Though talented and hardworking, Colombo was consistently modest and self-effacing, he added.

“He was the kind of person that you look at and go ‘Wow, this kid has so much potential. He doesn’t even know how much he has yet and when he finally is able to understand that, look out, he’s going to do big things,’” Ochsner said.

Teresa Woodruff, dean of The Graduate School, and Adrian Randolph, dean of Weinberg College of Arts and Sciences, said last week in an email to the Northwestern community that they both live in or near Rogers Park and expressed sadness that the world “will not one day be able to benefit from the research Shane was about to pursue.”

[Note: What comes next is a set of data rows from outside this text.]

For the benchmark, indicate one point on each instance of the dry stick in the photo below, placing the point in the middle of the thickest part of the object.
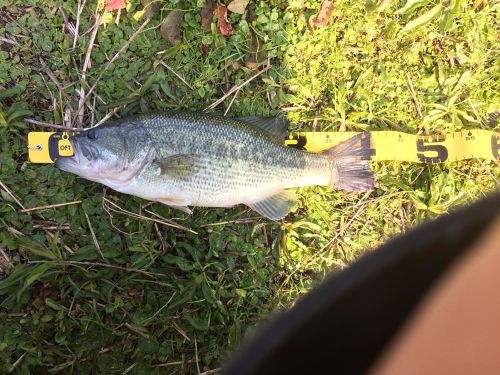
(105, 118)
(53, 77)
(196, 355)
(77, 25)
(96, 243)
(16, 363)
(235, 88)
(7, 40)
(245, 220)
(113, 59)
(40, 208)
(6, 258)
(49, 125)
(11, 195)
(177, 75)
(213, 371)
(81, 102)
(97, 264)
(413, 95)
(175, 363)
(135, 330)
(231, 103)
(137, 216)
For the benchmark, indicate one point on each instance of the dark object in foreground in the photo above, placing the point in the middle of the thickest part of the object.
(344, 326)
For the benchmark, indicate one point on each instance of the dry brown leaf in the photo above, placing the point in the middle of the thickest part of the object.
(238, 6)
(324, 15)
(206, 15)
(224, 25)
(170, 28)
(110, 5)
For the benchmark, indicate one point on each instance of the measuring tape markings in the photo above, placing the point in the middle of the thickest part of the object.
(46, 147)
(393, 145)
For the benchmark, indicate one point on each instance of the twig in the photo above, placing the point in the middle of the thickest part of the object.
(106, 67)
(11, 195)
(83, 97)
(17, 362)
(6, 258)
(235, 88)
(181, 331)
(107, 117)
(237, 221)
(54, 126)
(413, 95)
(96, 243)
(231, 102)
(196, 355)
(137, 216)
(97, 264)
(175, 363)
(68, 25)
(7, 40)
(79, 10)
(136, 330)
(128, 369)
(52, 77)
(40, 208)
(177, 75)
(213, 371)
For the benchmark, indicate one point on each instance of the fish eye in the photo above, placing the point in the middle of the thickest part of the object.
(92, 134)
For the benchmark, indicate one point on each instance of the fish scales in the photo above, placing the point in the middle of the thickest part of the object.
(188, 158)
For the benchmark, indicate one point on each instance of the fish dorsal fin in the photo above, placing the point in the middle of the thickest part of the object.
(178, 166)
(277, 206)
(277, 126)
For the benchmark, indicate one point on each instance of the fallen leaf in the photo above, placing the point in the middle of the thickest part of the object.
(206, 15)
(238, 6)
(170, 28)
(151, 7)
(110, 5)
(323, 16)
(224, 25)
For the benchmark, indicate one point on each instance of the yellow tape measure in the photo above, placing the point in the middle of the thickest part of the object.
(46, 147)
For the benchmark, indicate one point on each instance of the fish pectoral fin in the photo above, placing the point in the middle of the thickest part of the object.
(178, 204)
(179, 165)
(277, 126)
(277, 206)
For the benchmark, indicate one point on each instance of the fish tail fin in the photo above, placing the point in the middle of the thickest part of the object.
(351, 164)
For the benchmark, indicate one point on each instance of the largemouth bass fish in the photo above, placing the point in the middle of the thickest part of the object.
(192, 159)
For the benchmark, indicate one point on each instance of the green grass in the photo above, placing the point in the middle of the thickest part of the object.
(161, 296)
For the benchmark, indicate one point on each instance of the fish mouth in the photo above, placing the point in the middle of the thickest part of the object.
(69, 163)
(81, 160)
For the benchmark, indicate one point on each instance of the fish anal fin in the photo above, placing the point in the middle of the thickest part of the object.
(277, 126)
(277, 206)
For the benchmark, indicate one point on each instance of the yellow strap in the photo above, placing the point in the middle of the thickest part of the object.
(392, 145)
(45, 147)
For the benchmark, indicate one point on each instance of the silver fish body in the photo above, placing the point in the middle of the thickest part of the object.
(192, 159)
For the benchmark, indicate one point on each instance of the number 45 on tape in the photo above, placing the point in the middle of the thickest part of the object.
(46, 147)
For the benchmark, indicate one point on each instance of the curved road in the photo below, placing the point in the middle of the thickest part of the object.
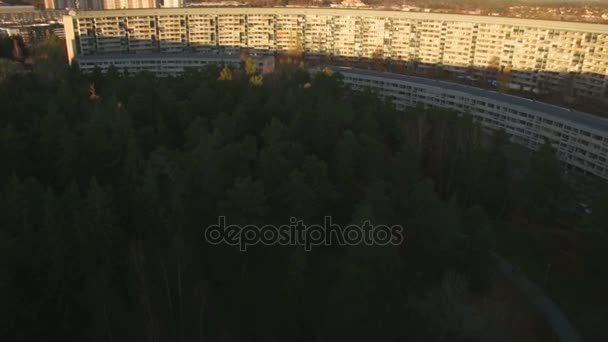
(560, 325)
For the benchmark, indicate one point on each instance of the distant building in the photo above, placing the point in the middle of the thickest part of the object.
(59, 4)
(33, 33)
(172, 3)
(580, 139)
(128, 4)
(536, 56)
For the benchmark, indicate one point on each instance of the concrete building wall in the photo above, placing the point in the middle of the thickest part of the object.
(580, 138)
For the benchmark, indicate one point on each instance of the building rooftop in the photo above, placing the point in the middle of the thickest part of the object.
(581, 118)
(156, 56)
(541, 24)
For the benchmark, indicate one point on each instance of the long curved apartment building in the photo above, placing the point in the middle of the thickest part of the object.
(581, 139)
(541, 55)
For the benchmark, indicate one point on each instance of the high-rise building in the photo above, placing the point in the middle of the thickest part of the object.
(533, 55)
(171, 3)
(530, 55)
(59, 4)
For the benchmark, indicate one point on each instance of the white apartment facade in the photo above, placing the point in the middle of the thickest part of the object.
(581, 139)
(541, 55)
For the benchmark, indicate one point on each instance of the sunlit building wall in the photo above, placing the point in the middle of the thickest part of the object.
(581, 139)
(536, 55)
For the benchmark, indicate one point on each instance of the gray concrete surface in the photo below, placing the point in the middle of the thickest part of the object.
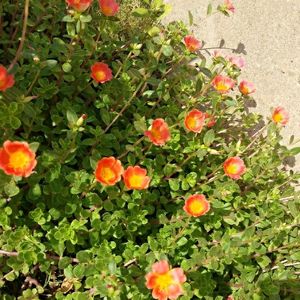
(270, 32)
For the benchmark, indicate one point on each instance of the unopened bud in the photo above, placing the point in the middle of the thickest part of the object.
(36, 59)
(80, 120)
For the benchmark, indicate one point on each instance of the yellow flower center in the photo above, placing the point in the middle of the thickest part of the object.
(196, 207)
(233, 169)
(277, 118)
(192, 122)
(18, 160)
(100, 75)
(156, 133)
(136, 180)
(107, 10)
(222, 86)
(107, 174)
(163, 281)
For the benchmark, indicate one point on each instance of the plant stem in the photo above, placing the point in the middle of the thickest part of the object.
(19, 51)
(125, 107)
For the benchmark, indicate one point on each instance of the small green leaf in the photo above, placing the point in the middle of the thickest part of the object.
(191, 18)
(209, 137)
(295, 151)
(174, 184)
(67, 67)
(11, 189)
(167, 50)
(140, 12)
(209, 9)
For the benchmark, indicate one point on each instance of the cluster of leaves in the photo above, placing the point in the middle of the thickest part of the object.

Odile Rodrik, Colombo’s close friend who worked alongside him in the SCAN Lab, described him as someone who “deeply and purely” cared for others at his core. Colombo was universally loved, Rodrik added, and she could always count on his “sarcasm, quick wit and infectious laugh.”

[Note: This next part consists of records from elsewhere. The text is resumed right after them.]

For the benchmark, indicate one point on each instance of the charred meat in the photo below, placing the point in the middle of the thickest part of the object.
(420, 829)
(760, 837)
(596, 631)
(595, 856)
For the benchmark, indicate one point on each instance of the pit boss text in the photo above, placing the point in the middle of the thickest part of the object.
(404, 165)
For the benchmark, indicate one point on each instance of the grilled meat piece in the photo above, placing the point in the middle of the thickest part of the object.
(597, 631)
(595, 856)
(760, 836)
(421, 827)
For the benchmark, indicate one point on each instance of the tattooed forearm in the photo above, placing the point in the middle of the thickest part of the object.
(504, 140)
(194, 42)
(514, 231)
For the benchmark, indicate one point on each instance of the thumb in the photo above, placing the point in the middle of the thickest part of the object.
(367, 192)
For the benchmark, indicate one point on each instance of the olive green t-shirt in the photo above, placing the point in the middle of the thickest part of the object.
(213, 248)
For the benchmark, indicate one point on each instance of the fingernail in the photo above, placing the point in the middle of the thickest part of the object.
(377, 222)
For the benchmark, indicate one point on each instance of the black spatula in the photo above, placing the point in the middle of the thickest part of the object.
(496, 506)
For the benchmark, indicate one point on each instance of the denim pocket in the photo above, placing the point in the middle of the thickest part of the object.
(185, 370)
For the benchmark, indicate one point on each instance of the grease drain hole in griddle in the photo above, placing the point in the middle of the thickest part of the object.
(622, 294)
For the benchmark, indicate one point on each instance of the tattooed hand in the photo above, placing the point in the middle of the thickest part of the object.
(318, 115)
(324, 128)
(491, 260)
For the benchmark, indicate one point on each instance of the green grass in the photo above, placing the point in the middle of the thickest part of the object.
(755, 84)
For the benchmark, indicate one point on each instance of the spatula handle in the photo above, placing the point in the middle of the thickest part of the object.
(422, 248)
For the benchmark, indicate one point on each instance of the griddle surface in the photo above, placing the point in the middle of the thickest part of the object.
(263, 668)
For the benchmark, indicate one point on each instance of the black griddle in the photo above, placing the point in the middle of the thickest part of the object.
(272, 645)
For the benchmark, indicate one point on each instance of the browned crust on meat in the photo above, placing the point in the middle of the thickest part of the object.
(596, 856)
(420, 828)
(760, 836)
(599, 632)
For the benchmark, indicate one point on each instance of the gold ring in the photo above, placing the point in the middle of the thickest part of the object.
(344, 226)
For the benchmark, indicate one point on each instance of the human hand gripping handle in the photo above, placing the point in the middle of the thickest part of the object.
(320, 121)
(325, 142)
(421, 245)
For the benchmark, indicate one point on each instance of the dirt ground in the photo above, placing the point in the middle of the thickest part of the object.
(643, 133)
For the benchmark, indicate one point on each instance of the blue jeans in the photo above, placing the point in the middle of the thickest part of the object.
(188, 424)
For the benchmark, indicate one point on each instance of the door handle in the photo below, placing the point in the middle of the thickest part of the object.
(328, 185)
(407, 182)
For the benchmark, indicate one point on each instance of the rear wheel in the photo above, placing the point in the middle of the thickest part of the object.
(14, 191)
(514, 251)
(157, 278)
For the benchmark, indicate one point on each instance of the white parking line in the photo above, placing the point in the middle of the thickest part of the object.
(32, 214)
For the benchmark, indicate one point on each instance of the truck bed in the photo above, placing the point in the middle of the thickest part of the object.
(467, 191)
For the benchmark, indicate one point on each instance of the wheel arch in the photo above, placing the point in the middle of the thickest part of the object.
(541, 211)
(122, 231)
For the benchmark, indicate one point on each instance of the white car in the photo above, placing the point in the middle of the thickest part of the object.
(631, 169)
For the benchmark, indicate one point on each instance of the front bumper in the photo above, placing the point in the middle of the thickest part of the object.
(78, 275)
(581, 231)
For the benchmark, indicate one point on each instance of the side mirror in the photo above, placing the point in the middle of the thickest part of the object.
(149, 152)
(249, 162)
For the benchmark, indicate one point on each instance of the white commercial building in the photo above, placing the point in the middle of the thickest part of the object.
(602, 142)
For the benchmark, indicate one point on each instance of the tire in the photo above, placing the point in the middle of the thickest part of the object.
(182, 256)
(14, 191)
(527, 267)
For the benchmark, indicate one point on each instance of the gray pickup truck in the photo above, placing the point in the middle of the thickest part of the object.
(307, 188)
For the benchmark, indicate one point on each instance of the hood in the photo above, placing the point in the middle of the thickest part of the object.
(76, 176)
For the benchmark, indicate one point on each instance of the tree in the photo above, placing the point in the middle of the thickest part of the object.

“Days that Shane wasn’t in the lab, sitting in our shared office 5 feet from me, were simply duller days,” she said. “He was open and honest and within minutes of interacting with him, made you feel as if you were already friends.”

From his happiness when accepted to Northwestern and devotion to his research to his love for dance and music, Rodrik said Colombo’s passion for so much in life was evident.

Friends and family agreed Colombo had an immense love for listening to and discovering new music, regularly going to concerts and festivals. After Colombo began playing the bass in middle school, he shared his interest with his older brother, Dane Colombo.

“Music is my whole life at this point, and it’s all because of Shane,” his brother said. “My favorite music (is) punk rock, that’s because of him. Even though he was my little brother, he was really influential on me.”

On their second date, Perez, Colombo’s fiancé, brought him to a dance class at the Joe Goode Annex in San Francisco. He called it one of the “most beautiful moments” they shared, and said throughout the five years they spent together, one of their favorite things to do was just dance.

“Being with Shane was like dancing in double time, syncopated, but in 3’s,” Perez wrote in a eulogy for Colombo sent to The Daily. “It was hard work, but most importantly, it was an adventure.”